You have go to pretty deep into Virginia or Maryland to find many redneck types these days.
a long time ago in new orleans at one of the papers i worked for, i hired a woman who was one of five sisters from an old new orleans family, every one of the girls was named mary, and each was known by her middle name or a nickname. the one who worked for me, mary clothilde, was known as missy. which was also my wife's name.
my father's mother's father was named napoleon laborde.
if you haven't guessed, i'm pretty cajun.
Well.......maybe. You definitely won't find them in Arlington and Falls Church. Say, west of Gainesville and south of Fredericksburg.
That just seems so weird given the Washington, DC area and what it looks like now, and even, to an extent, what it looked like, at least demographically, then. DC was "Chocolate City" in 1960 as well as it still is today. (Actually, it might well be whiter than it was in 1960 now.) It seems weird from the perspective of 2009 to forsake that large a percentage of one's potential fanbase; DC has long had a decent-sized Af-Am middle class.

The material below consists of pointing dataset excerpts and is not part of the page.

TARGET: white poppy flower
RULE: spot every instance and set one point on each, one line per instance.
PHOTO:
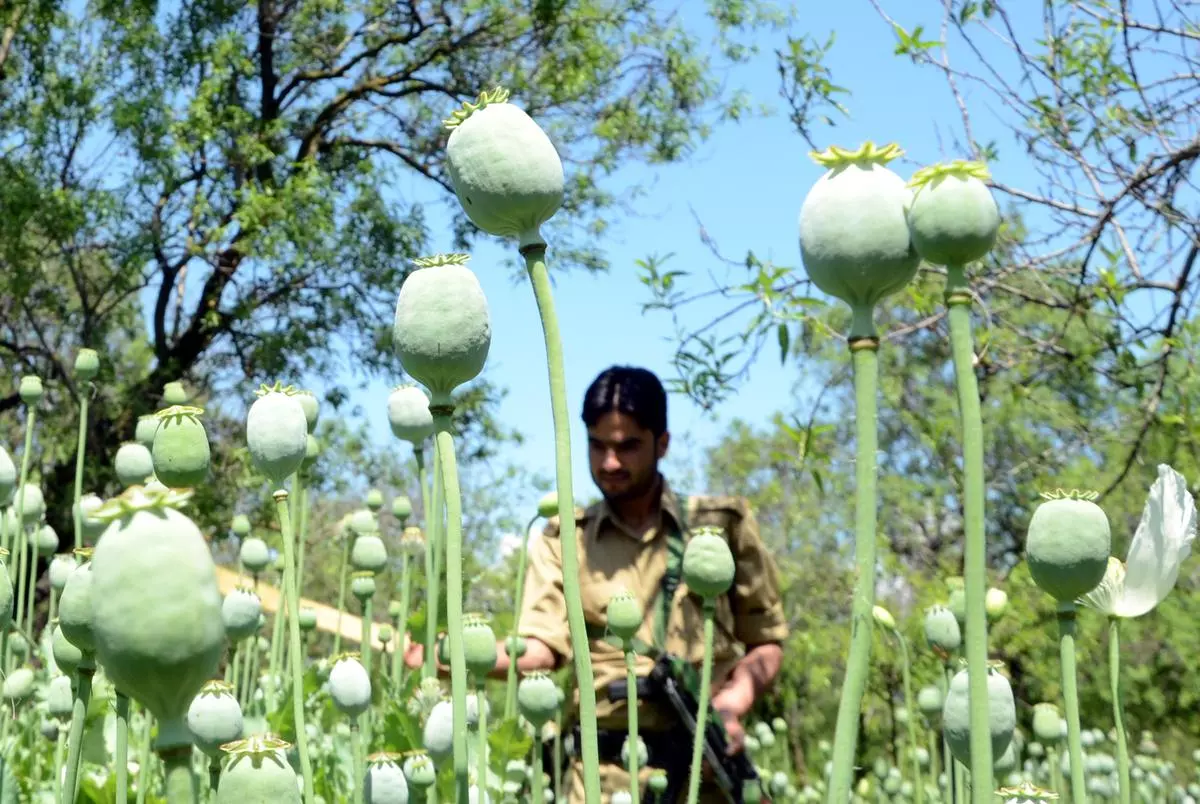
(1163, 540)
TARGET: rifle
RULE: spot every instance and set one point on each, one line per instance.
(676, 682)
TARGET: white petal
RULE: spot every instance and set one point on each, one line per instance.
(1107, 597)
(1162, 541)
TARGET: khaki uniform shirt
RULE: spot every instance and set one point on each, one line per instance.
(612, 557)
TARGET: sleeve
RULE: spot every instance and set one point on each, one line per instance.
(544, 606)
(757, 606)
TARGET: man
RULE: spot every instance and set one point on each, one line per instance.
(623, 544)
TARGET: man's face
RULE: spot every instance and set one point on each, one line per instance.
(624, 456)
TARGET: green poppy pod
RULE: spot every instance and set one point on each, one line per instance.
(547, 505)
(369, 553)
(87, 365)
(419, 771)
(258, 772)
(240, 526)
(929, 701)
(384, 783)
(349, 687)
(708, 567)
(30, 390)
(503, 167)
(375, 501)
(67, 657)
(174, 394)
(479, 646)
(133, 465)
(307, 619)
(438, 732)
(76, 610)
(953, 219)
(255, 555)
(61, 567)
(240, 612)
(59, 697)
(180, 450)
(156, 607)
(91, 527)
(363, 585)
(442, 330)
(276, 432)
(408, 413)
(7, 478)
(624, 615)
(311, 406)
(147, 427)
(1067, 545)
(18, 684)
(855, 235)
(401, 508)
(942, 630)
(538, 697)
(29, 503)
(214, 718)
(957, 715)
(47, 541)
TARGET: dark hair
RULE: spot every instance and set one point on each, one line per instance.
(634, 391)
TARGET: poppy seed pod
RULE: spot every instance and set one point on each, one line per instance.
(369, 553)
(538, 697)
(173, 394)
(408, 413)
(311, 406)
(147, 427)
(942, 629)
(708, 567)
(214, 718)
(953, 219)
(349, 687)
(240, 612)
(402, 509)
(384, 783)
(255, 555)
(133, 465)
(160, 641)
(276, 432)
(503, 167)
(624, 615)
(180, 449)
(1067, 546)
(7, 477)
(30, 389)
(258, 771)
(957, 715)
(442, 330)
(87, 365)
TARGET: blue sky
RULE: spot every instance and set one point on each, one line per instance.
(747, 185)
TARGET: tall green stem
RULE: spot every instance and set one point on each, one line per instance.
(706, 684)
(289, 587)
(510, 690)
(635, 786)
(81, 448)
(581, 649)
(449, 468)
(1117, 714)
(1071, 699)
(75, 742)
(181, 784)
(121, 750)
(975, 552)
(858, 660)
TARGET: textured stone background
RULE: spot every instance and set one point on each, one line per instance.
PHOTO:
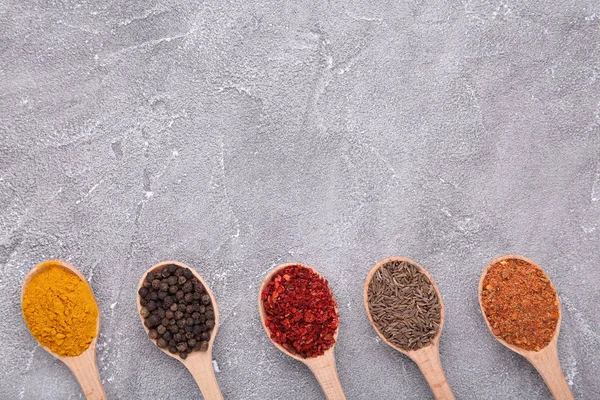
(237, 135)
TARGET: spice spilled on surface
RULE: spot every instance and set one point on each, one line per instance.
(60, 310)
(520, 304)
(301, 313)
(177, 310)
(404, 305)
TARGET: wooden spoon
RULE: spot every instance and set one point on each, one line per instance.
(545, 360)
(199, 363)
(84, 365)
(428, 357)
(323, 366)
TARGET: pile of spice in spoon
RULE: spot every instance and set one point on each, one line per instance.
(520, 303)
(404, 305)
(60, 310)
(301, 313)
(177, 310)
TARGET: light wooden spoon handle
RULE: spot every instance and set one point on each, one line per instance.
(547, 364)
(428, 360)
(202, 370)
(324, 369)
(86, 371)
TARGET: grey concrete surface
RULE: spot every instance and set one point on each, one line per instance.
(237, 135)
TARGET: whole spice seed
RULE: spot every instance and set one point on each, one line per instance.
(181, 323)
(520, 304)
(404, 305)
(301, 313)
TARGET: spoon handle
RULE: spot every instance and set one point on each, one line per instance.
(547, 363)
(428, 360)
(202, 370)
(86, 372)
(324, 369)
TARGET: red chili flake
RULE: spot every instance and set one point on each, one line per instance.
(301, 312)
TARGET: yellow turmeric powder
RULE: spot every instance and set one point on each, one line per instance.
(60, 310)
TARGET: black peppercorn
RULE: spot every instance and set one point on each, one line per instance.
(153, 321)
(177, 310)
(182, 346)
(172, 280)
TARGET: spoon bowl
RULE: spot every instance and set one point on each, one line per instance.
(323, 366)
(427, 357)
(83, 366)
(199, 363)
(546, 360)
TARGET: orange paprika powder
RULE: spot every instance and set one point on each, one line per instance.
(520, 304)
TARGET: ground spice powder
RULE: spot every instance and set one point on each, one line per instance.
(60, 310)
(520, 304)
(301, 313)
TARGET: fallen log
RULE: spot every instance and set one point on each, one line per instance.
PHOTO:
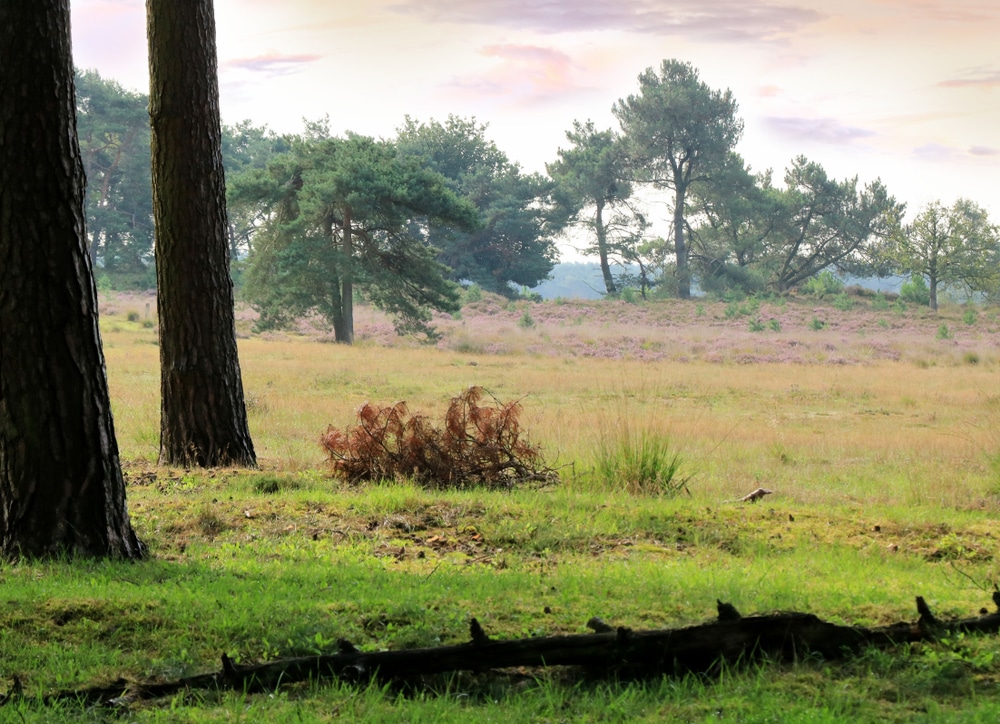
(730, 638)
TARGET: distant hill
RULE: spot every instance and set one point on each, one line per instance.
(582, 280)
(573, 280)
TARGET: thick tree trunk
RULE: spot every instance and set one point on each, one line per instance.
(61, 486)
(203, 414)
(680, 246)
(602, 250)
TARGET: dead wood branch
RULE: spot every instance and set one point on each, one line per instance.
(731, 638)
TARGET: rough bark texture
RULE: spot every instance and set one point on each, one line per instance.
(61, 486)
(203, 414)
(705, 648)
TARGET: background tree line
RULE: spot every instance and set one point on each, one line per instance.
(728, 227)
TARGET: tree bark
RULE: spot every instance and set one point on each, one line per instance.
(203, 418)
(61, 485)
(602, 249)
(680, 246)
(347, 283)
(622, 652)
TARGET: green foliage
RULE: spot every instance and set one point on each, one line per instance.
(955, 247)
(346, 213)
(640, 463)
(513, 243)
(473, 293)
(113, 130)
(677, 129)
(843, 302)
(823, 284)
(915, 291)
(591, 192)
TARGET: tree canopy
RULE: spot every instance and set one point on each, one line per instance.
(678, 131)
(352, 212)
(951, 247)
(513, 246)
(593, 191)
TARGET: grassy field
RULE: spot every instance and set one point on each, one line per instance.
(877, 428)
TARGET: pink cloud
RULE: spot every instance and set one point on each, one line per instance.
(818, 130)
(715, 20)
(524, 74)
(974, 78)
(271, 63)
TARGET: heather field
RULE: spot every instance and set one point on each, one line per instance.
(876, 426)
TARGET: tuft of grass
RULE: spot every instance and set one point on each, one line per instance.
(640, 462)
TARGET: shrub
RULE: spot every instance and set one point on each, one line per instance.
(823, 284)
(915, 291)
(473, 293)
(641, 464)
(478, 445)
(842, 302)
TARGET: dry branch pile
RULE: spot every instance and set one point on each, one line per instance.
(479, 445)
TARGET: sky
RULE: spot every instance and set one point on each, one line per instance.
(906, 91)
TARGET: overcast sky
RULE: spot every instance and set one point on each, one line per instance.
(904, 90)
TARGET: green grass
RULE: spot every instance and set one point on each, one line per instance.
(885, 488)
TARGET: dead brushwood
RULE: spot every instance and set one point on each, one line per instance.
(478, 445)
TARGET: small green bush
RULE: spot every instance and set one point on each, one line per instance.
(473, 293)
(823, 284)
(915, 291)
(843, 302)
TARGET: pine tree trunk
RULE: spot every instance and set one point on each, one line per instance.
(61, 485)
(203, 414)
(680, 245)
(602, 250)
(347, 283)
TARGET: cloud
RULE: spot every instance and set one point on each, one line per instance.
(817, 130)
(974, 78)
(524, 75)
(714, 20)
(936, 153)
(273, 64)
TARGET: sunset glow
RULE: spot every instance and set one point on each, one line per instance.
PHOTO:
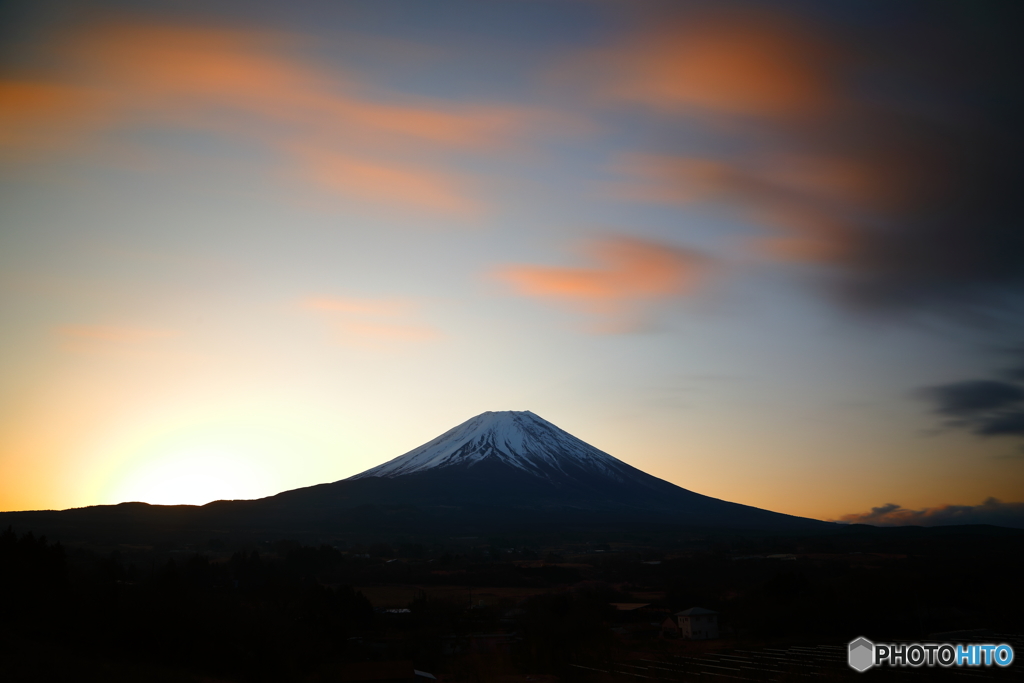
(752, 249)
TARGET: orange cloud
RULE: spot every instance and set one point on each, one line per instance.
(631, 272)
(252, 84)
(110, 333)
(753, 63)
(44, 117)
(361, 324)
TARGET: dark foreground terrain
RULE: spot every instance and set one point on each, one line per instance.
(547, 605)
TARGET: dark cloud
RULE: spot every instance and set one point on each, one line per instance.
(991, 511)
(987, 408)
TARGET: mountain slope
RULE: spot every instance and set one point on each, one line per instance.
(516, 466)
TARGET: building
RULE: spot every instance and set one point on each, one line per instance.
(697, 624)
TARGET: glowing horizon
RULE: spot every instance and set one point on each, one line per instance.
(246, 250)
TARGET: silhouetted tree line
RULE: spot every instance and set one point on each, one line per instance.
(288, 612)
(244, 619)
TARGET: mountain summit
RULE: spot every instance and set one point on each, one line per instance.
(499, 472)
(518, 439)
(514, 465)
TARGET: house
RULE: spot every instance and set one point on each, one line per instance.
(697, 624)
(383, 672)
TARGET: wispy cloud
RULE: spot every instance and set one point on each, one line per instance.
(358, 305)
(992, 511)
(112, 333)
(750, 63)
(856, 151)
(323, 125)
(629, 274)
(373, 323)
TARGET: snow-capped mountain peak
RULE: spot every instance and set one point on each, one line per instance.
(516, 438)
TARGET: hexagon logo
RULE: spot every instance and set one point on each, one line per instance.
(861, 654)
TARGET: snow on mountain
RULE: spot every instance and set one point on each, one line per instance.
(519, 439)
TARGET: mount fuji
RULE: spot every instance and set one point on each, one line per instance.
(500, 471)
(514, 466)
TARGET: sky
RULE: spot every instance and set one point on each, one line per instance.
(769, 252)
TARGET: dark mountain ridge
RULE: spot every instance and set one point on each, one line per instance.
(496, 471)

The city of Washington** went from about 70% white in 1950 to about 70% black by 1970, and in 1960 it was about 55% black, though the term "Chocolate City" term didn't take root until the mid-60's. The main cause of the shift was white flight brought about to a great extent by blockbusting. It was not DC's finest hour, and AFAIC you could have taken every banker and real estate agent in the city and put them in the Lubyanka. It would have been too good for them. (/rant)
And to many people it did seem weird that the Redskins would forsake that large a percentage of its potential fan base, especially since in fact there actually were a fair number of black Redskins fans, in spite of it all. But you have to remember that beyond his personal racism, George Preston Marshall's TV network extended southward all the way to Louisiana---and if Dallas wound up being "America's team," then for several decades the Redskins were "Dixie's team." This was before the national TV agreement split the money, and Marshall profited immensely from this arrangement, and it didn't hurt his marketing strategy that the Redskins remained the only all-white team in the NFL, at a time when the white South was up in arms against anything and everything that smacked of "race mixing."
**which in 1950 represented the majority of the DC area's population---well over 800,000 at that point. Tyson's Corner was then a rural crossroads, and there were huge stretches of undeveloped land between downtown Bethesda and the (very small) town center of Rockville. And there indeed was a very big African American middle class, centered around Howard University, but like all other aspects of middle class black life those days other than the occasional musician, it was entirely invisible to whites--- and all of the Washington Post's classified ads were segregated by race.
I'm pretty damn sure that Dixie comes from Dixon of the Mason-Dixon Line fame. As in, "Dixie" is the land south of the Mason-Dixon Line.